Chapter Fourteen

This was another chapter that didn’t really change much in the revision process.  A large part of this chapter comes from my personal experiences camping as a child.  It’s not that I was particularly awful at it.  Just mostly.  I was never a Boy Scout, and I hiked mainly because everybody else was doing it.  When it came to putting on a backpack and trudging up a hill (basically what hiking boils down to), it seemed like something I ought to enjoy, so I did it.  And I certainly liked talking about it after it was done–kind of like a war wound I could discuss with other people.

“See that big mountain there?  I climbed it.”
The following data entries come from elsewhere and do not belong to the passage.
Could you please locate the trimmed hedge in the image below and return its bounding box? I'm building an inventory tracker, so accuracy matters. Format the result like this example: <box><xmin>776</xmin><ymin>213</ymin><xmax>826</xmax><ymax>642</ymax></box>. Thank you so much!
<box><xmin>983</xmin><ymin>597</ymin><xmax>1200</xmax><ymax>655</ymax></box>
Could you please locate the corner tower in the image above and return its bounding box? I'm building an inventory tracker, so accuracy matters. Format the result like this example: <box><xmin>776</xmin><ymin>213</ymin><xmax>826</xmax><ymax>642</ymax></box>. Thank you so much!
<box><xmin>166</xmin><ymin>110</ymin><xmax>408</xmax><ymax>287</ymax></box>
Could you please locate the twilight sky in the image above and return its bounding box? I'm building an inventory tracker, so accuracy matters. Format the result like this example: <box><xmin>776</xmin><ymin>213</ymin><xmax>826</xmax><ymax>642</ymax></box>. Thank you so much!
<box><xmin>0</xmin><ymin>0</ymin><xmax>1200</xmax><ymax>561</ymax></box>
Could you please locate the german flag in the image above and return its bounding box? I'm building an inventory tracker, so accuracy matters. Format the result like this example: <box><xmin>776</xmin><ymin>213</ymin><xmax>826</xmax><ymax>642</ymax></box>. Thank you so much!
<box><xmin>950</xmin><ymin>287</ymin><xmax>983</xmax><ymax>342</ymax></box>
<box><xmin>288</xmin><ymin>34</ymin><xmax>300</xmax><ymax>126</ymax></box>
But I hated climbing it while I was actually doing it.  If I had been put in Buttersby’s situation here, I’m sure I would have ended up on the wrong end of some fangs in next to no time.  I would have been just as incapable of building a shelter–and I even have opposable thumbs to help me.  There’s this show on the Discovery Channel (Man vs. Wild) where they have a man go into some remote place and rough it for a week or so.  I watch it with a sort of morbid fascination–the same feelings I watch Dirty Jobs with.  There are things in life that I honestly hope I never have to do.  I work in a library and I write books.  I like being outdoors now and then, but I don’t like the thought of being too far from civilization.  And now you know something about me that you didn’t before.

So why did I put Buttersby into this situation?  I think some of it was that I could put her in a conflict where I could think about how I would handle it.  Sometimes I like to explore vicariously–by putting my characters into situations and then seeing what happens.  That’s what happened to poor Buttersby in this scene.